Campus News

March 18, 2011

New Office of Business Process Improvements takes shape


Bill Dracos will head the new Office of Business Process Improvements.

Bill Dracos enjoys immersing himself in complex situations and finding solutions to them. His success in tackling the tough problems was one main reason he was chosen to head Emory’s new Office of Business Process Improvements (BPI).

In an era of increased operating complexity for large research universities, the Office of BPI will lead a systematic effort to improve and streamline the business practices that currently complicate how Emory operates.  

Dracos joined Emory from PricewaterhouseCoopers’ Higher Education and Health Sciences Practice in December as associate vice president and chief business process improvement officer. He has been working since then to establish the framework and governance structure for BPI. 

“We have the broad support of Emory’s leadership, which is reflected in our Governing Advisory Committee,” says Dracos.

That committee includes executive vice presidents, deans and a representative from the Faculty Council executive committee.  

The BPI initiative will also have a steering committee to provide feedback, advice and guide BPI projects on a regular basis. The steering committee includes the vice presidents of human resources, information technology, research administration, finance, health sciences, representatives from internal audit, the provost’s office and the chief business officers of schools and units, among others.

Initially, BPI will focus primarily on transactions related to financial management and research administration. In addition to these broad, enterprise-wide projects, BPI will support a series of smaller improvement projects through a division called the PACE/Strategic Business Solutions and Innovations program.  Working groups will provide the capabilities and hands on experience needed for these smaller projects.

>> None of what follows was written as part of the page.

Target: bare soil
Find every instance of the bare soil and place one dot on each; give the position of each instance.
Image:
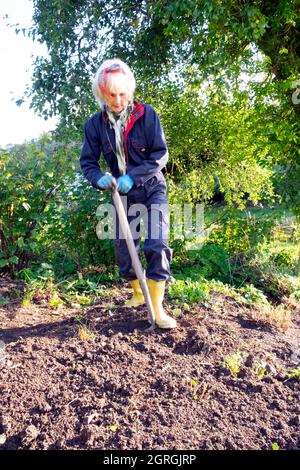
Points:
(123, 388)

“We will take a fresh look at certain processes, think creatively and act collaboratively in order to generate real common sense solutions that add value,” says Dracos. “For example, in the future we plan to draw on proven best practices and continue the recent work by Emory’s Finance Division as it streamlines travel and expense reimbursements.”

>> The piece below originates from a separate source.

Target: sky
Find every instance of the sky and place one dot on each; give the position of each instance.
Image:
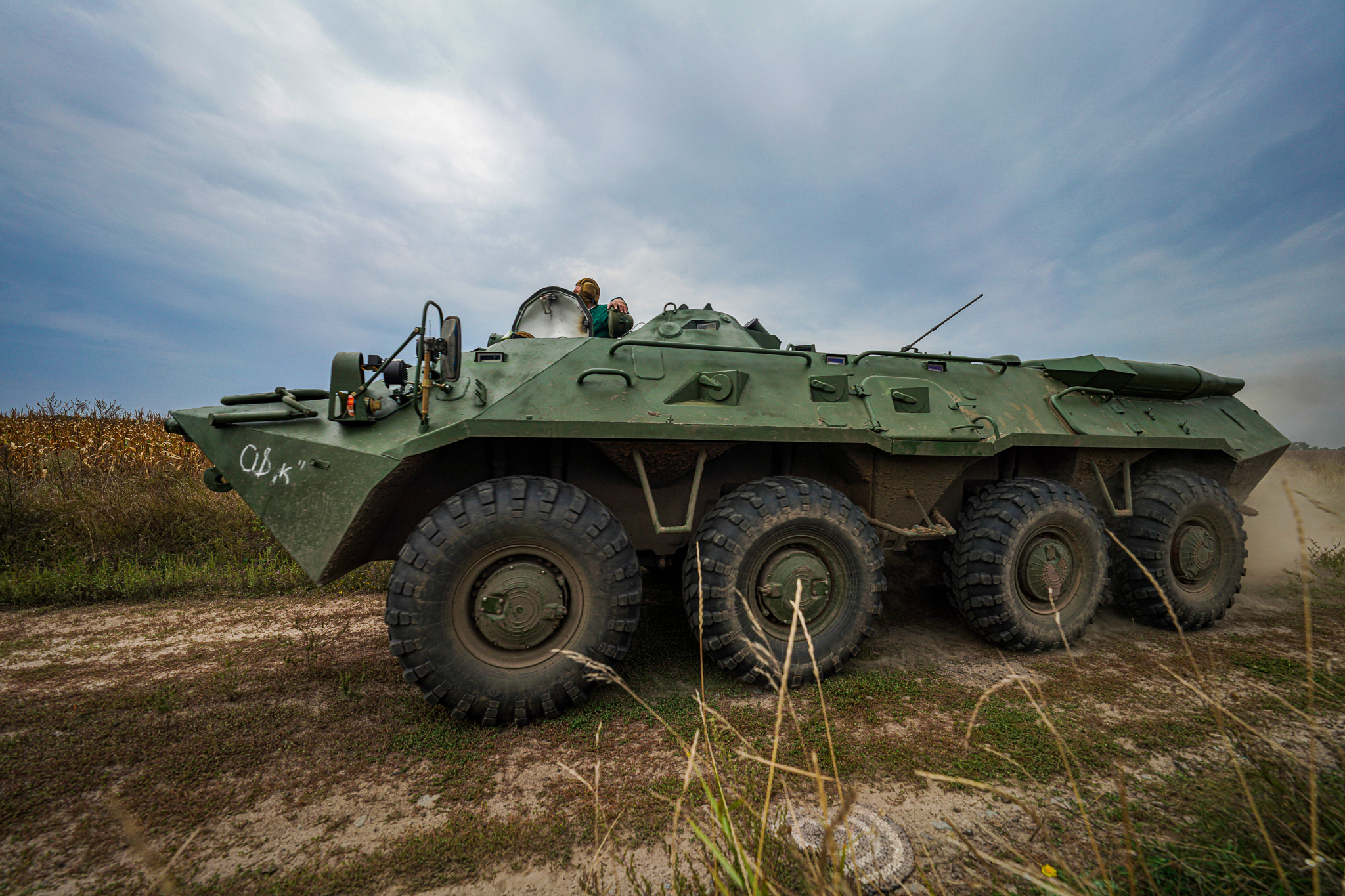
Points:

“BPI is envisioned as a collaborative effort and one of our operating principles is inclusiveness of ideas and feedback from all parts of Emory.  We look forward to receiving input from every level of the organization,” says Dracos.

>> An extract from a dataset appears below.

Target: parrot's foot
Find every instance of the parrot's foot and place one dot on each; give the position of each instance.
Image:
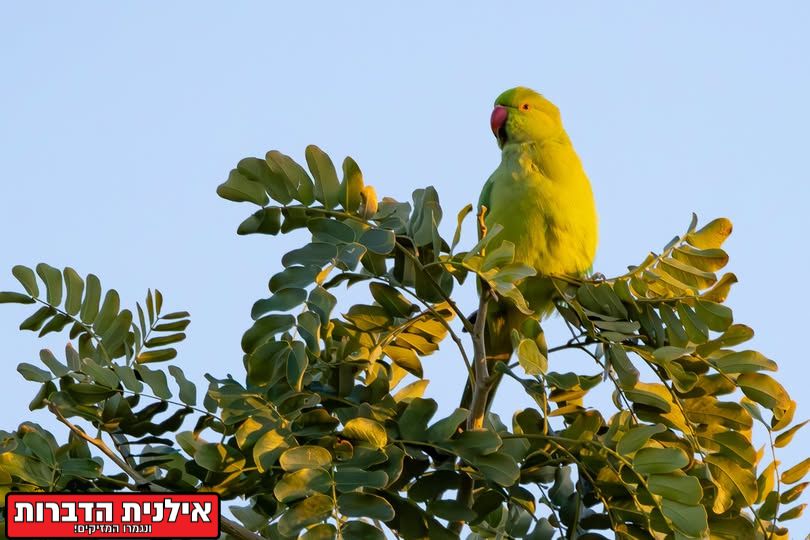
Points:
(471, 317)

The penultimate draft set of principles will guide the work of BPI to:

•  Serve the overall best interests of Emory University, its faculty, students and staff, in pursuit of Emory’s vision, by facilitating business practices that are: effective to accomplishing purpose, cost effective, service oriented, include reliable and effective internal controls, provide responsible fiduciary behavior, and meet regulatory compliance requirements in a sensible way.

•  Add value to people, schools, units and processes.

•  Be accountable, in partnership with the functional vice presidents and school/unit chief business officers, for business process improvement.

•  Be inclusive. BPI is the responsibility of members of the Emory community at all levels.

•  Welcome collaboration as essential to success.

•  Engage in open, considerate and ongoing communication.

•  Embrace creativity and use it to drive enhancements.

•  Develop solutions that enable local service within the context of institutional standards, quality and accountability.

•  Use common sense in developing solutions.

•  Act with ethical integrity.

•  Focus on outcomes.  Execute tasks.  Measure results.